The receivers were so impressed by his grasp of finances, however, that they offered him a job. He accepted, and after a few career moves he popped up at Arthur Andersen, heading its insolvency department just in time for the recession.

In 1991 our man, a profoundly reticent professional, found himself splashed all over the front pages as the chief winder-upper of Robert Maxwell's global business empire. He was responsible for co-ordinating a large team which had to disentangle more than 200 companies world-wide and find out where the pension money ended up.

With that and similar tasks completed, our hero now leads a corporate finance department for Arthur Andersen. So successful has he been that a recent mergers and acquisitions league table put AA 14th in the UK, ahead of other corporate finance houses such as JP Morgan. All that and he's a demon at snooker as well.

From kipper-tie maker to corporate undertaker to City deal maker in 18 years, Mr Talbot is a perfect emblem of the Tory era. Perhaps there's a film in it?

Germany's biggest management consultancy has poached the UK managing director of rivals Arthur D Little to head up a big expansion drive in Britain.

Roland Berger & Partner has appointed Tim Simpson, a youthful-looking 50-year-old, to lead the charge. He will join UK chairman Ian Hay Davison, a former boss of Lloyd's of London.

While Berger has been growing like mad in Germany recently it has only begun to operate seriously in the UK in the past couple of years.

Mr Simpson is described to me by someone who's met him as "quite nice really - not like a management consultant at all. He doesn't draw you lots of diagrams or things like that."

Messrs Simpson and Hay Davison should have no trouble bonding; Mr Simpson is an organist, while there's nothing Mr Hay Davison prefers more than a spot of church bell ringing. They should make a lively, if noisy, team.

Sam Simons, contracts manager at Taylor Woodrow, has been a busy bee. TayWood has just landed a pounds 22m contract to supply all the concrete panelling for 14.5km of tunnels in the new Copenhagen underground system.

Mr Simons is proud of his concrete, which has been used in the Heathrow Express Rail Link, Thames Water sewer refurbishments and London Electricity cable tunnels. The secret, Mr Simons tells me, is the granite aggregate used in the concrete. It comes from Glen Sanda on the coast of west Scotland. So whatever Labour does about European integration, there will be a large chunk of Scotland nestling forever in the bosom of Copenhagen.

Oh dear. Here comes another management fad: "Business recapitulation aims to balance four human aspects - emotional, physical, mental and spiritual - to enhance relationships, solve problems and integrate people and activities."

Heather Campbell and David Firth, specialists in human behaviour, will present a paper on business recapitulation at a Working Potential conference at Regent's College, London, on 15 May.
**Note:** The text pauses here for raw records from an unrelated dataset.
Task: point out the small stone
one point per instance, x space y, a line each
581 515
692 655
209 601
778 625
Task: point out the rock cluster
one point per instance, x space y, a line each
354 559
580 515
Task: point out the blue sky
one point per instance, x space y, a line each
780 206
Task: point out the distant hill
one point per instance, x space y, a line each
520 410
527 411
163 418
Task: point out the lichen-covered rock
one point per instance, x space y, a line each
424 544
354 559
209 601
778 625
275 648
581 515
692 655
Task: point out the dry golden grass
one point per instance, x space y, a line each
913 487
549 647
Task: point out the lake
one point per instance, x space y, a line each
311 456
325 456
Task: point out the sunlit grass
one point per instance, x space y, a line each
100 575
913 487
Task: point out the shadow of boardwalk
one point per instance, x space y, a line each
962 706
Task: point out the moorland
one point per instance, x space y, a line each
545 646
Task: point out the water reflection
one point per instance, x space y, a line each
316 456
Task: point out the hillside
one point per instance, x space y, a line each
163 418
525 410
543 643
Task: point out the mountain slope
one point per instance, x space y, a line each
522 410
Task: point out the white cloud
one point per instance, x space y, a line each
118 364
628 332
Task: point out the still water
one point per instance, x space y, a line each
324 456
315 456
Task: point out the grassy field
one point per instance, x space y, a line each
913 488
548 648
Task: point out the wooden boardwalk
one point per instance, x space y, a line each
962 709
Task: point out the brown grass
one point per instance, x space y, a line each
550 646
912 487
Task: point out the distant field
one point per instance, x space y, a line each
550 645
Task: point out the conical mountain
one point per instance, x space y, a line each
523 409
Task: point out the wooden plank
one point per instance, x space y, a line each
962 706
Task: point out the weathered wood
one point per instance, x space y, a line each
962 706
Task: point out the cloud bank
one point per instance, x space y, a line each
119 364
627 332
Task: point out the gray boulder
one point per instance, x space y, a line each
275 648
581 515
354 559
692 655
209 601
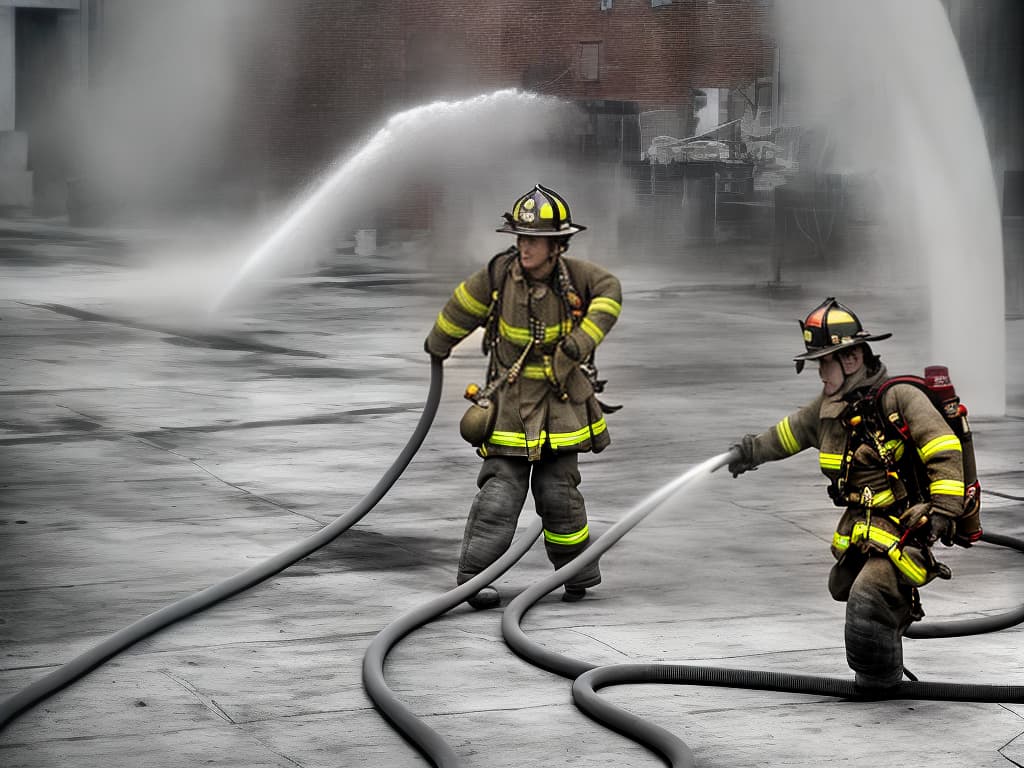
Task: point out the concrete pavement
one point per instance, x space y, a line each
148 452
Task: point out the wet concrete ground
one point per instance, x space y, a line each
147 454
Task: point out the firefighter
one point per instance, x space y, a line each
896 468
543 315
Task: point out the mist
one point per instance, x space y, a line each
905 116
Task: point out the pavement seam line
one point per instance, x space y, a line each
210 704
221 479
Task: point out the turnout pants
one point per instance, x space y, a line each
879 608
503 483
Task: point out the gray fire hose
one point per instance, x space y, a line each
90 659
588 678
421 735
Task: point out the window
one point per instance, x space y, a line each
590 61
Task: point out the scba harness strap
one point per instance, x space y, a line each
576 305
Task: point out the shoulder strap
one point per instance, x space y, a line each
498 272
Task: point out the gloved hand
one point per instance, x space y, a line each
916 516
742 456
435 353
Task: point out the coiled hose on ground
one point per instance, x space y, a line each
588 678
91 658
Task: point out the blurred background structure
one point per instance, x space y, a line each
119 109
696 122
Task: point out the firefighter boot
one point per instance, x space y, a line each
877 613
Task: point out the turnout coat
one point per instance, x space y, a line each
561 321
869 487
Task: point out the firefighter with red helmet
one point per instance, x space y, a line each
543 314
896 468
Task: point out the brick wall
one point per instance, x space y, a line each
331 71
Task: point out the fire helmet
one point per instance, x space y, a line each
541 212
832 327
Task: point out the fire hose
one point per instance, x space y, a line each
93 657
588 678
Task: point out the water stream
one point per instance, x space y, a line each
418 141
887 81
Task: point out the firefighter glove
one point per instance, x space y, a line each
943 527
741 458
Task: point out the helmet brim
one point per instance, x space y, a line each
512 229
817 353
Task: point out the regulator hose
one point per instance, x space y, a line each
421 735
91 658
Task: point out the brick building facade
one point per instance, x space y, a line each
340 69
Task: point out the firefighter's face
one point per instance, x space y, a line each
833 369
536 255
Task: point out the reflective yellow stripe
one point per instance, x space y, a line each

Ms Campbell says: "My work combines psychology, ancient wisdom, ritual, the creative arts and humour. Balancing all four human aspects will help us with the multiplicity of problems we face in today's business environment."

Blimey. At this rate Sting will be running GEC.

Allied Domecq, the Beefeater to Teacher's group, has brought in Rupert Barclay from LEK Partnership to be its new strategy guru. Mr Barclay, 40, did an MA in Classics at St John's College, Cambridge, and has an MBA too.

Mr Barclay and Tony Hales, group chief executive, will work out how to put extra fizz into the booze and pubs business.